The first day of the Palestinian Authority's UN effort went more or less as anticipated. West Bank Palestinians responded rather weakly to the PA's calls for demonstrations to show their support, while at specific points of friction only a few dozen young Palestinians showed up to confront Israel Defense Forces soldiers.
There are still two unknown variables causing concern about what may happen during the next few days, when the battle at the United Nations reaches its peak: What will happen in East Jerusalem (particularly during tomorrow's Friday prayers at the mosques on the Temple Mount), and what Hamas will do. Taken together, they still pose a risk in the near term.
In conversations with their Israeli counterparts yesterday, senior Palestinian security officials stressed that yesterday's rallies of support for the PA did not constitute a general strike and were for a few hours only.
"In all our encounters with them, they've been talking to us straight," a senior IDF officer said yesterday. "They are telling us exactly what they're planning. The message has been clear: 'We're in control of the situation. If the demonstrations slide out of control at the fringes, you Israelis will have to deal with it.'"
Yesterday, at least, this happened only at the Qalandiyah checkpoint, north of Jerusalem, and only in a limited fashion. There was a sharp increase in reports of incidents of rock-throwing at Israeli cars on West Bank roads, but there were no confrontations between Palestinians and settlers. For now the battles are focusing on flags: For every Palestinian flag hung by Palestinians near Hawara, at the southern exit of Nablus, the Samaria Regional Council made sure to hang two Israeli flags.
The IDF will continue to monitor what's going on in areas prone to flare-ups such as Hebron, Bethlehem, the Shiloh Valley north of Ramallah and, above all, Jerusalem. Both sides basically understand that right now all incidents are strategic, not tactical. Any local incident, especially a clash between Palestinians and Jewish settlers, has the potential to affect what happens in the UN.

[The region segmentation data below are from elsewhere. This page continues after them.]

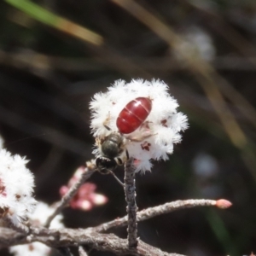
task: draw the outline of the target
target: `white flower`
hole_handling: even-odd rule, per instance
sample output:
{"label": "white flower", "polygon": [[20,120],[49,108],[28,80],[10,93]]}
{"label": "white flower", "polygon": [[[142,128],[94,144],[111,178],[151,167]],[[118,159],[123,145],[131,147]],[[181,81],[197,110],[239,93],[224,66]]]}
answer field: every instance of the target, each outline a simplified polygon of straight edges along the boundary
{"label": "white flower", "polygon": [[[38,201],[35,211],[30,214],[30,222],[36,226],[42,226],[46,224],[47,218],[54,212],[54,208],[49,207],[47,204]],[[50,224],[50,229],[63,228],[64,225],[61,222],[62,215],[57,215]],[[9,252],[15,256],[46,256],[51,253],[51,248],[46,245],[34,241],[29,244],[14,246],[9,248]]]}
{"label": "white flower", "polygon": [[137,97],[145,97],[152,102],[151,111],[148,111],[149,113],[139,128],[121,134],[125,148],[130,157],[135,159],[136,172],[150,171],[151,159],[167,160],[173,151],[173,143],[181,141],[180,131],[188,128],[187,117],[177,111],[178,104],[167,90],[168,85],[163,81],[134,79],[127,84],[117,80],[106,93],[96,94],[90,105],[90,126],[97,146],[93,153],[102,155],[98,142],[113,132],[119,132],[116,120],[126,104]]}
{"label": "white flower", "polygon": [[33,174],[26,167],[26,160],[0,149],[0,218],[8,217],[14,224],[27,218],[35,207],[32,197]]}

In New York, as of last night the near-certain assessment was that Palestinian President Mahmoud Abbas will ask the Security Council to recognize a Palestinian state rather than settling for the lesser observer status that the General Assembly can grant. This approach turned up the international pressure on Abbas, which is only expected to increase further as the zero hour approached. The Palestinians may be playing for time, if only to ascertain what they might get in return for making concessions.
U.S. President Barack Obama, meanwhile, changed his mind and decided to meet with Abbas, for their first face-to-face talks in months. Their last meeting ended with Abbas refusing Obama's request to drop his UN bid - and then publicly boasting about saying no to Obama. One cannot dismiss the possibility that Obama's pro-Israel speech to the General Assembly last night, which the Netanyahu government was so pleased with, will only harden the Palestinian position.
Like Israel, Hamas is also tensely monitoring the developments. It is sitting on the fence for now, and hasn't called publicly for violence. One major reason for this is that its two new patrons, Turkey and Egypt (as opposed to its veteran sponsors, Iran and Syria ) both support Abbas's move.